Timothy Myers, President and CEO

Yes. I'll begin, and then Tani can add. We didn't observe anything out of the ordinary. There was an outflow of approximately $27 million from noninterest-bearing and some interest-bearing accounts into higher yielding alternative investments. However, we managed to attract a total of $97 million across various types. These fluctuations are expected. I understand that we've mentioned this before, and the situation in the first quarter of last year amplified the concerns, but our noninterest-bearing commercial accounts experience significant ups and downs. I haven't observed any trend that suggests a change.

Tani Girton, Executive Vice President and Chief Financial Officer

Yes. I think we often have outflows in the first quarter, and the efforts that our team has made to make sure that we bring in inflows to compensate for that is really good.

Wood Lay, Analyst

All right. That's good to hear. And then maybe turning over to the loan growth. I think in the release, you cited some new compensation plans where we're helping the pipeline. But just any color you can give on sort of what those new compensation plans are.

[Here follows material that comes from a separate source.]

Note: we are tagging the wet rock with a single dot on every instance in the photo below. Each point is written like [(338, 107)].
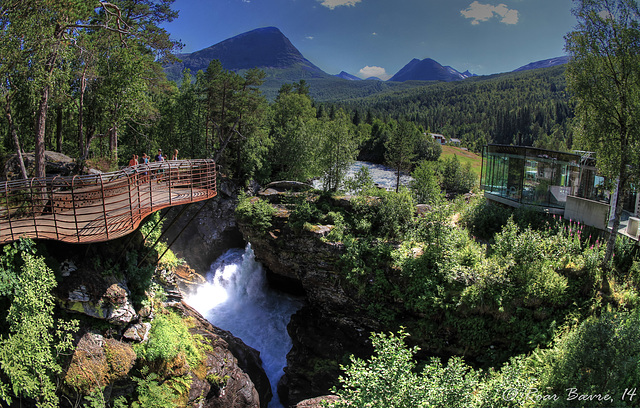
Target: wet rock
[(67, 267), (138, 332), (211, 233), (55, 164), (332, 325), (235, 377), (318, 402), (114, 305)]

Timothy Myers, President and CEO

I would say there are two components to the compensation. One is about how frequently we pay people. We've traditionally done it annually, but as generations change, so do expectations. This is an area where we can influence behavior because people tend to do what they're compensated for. The other aspect is bringing in high-quality producers, which will allow for more upside in the compensation plan. At first glance, this shouldn't increase our costs unless they achieve significantly higher production targets. This new approach was specifically designed to attract the right talent. The first component is intended to drive behavior, while the latter focuses on recruitment. Overall, at this point, I don't expect it will lead to higher costs for us, unless they exceed expectations, and in that case, we'd all be happy about it.

Wood Lay, Analyst

Yes. All right. And then last for me, just another follow-up on the classified movement. Just any additional color you can give on the types of CRE loan that moved into that bucket? Were those in the office portfolio?

Timothy Myers, President and CEO

Yes. Misako, do you want to take that, please?

Misako Stewart, Chief Credit Officer

Sure. Yes, one was office, one was retail in different locations. And both are supported by strong meaningful support by way of the guarantees with liquidity.

Operator, Operator

There are no further questions on the line. I'll now turn the call over to Tim Myers for closing remarks.

Timothy Myers, President and CEO

Yes. It appears we do not have any online questions. I want to thank everyone for your diligence and questions. And if anyone has any further, please, by all means, call Tani or I, and we're happy to further dive into some of these issues. With that, we'll see you next quarter.

Tani Girton, Executive Vice President and Chief Financial Officer

Thank you.

Operator, Operator

The meeting has now concluded. Thank you for joining. You may now disconnect.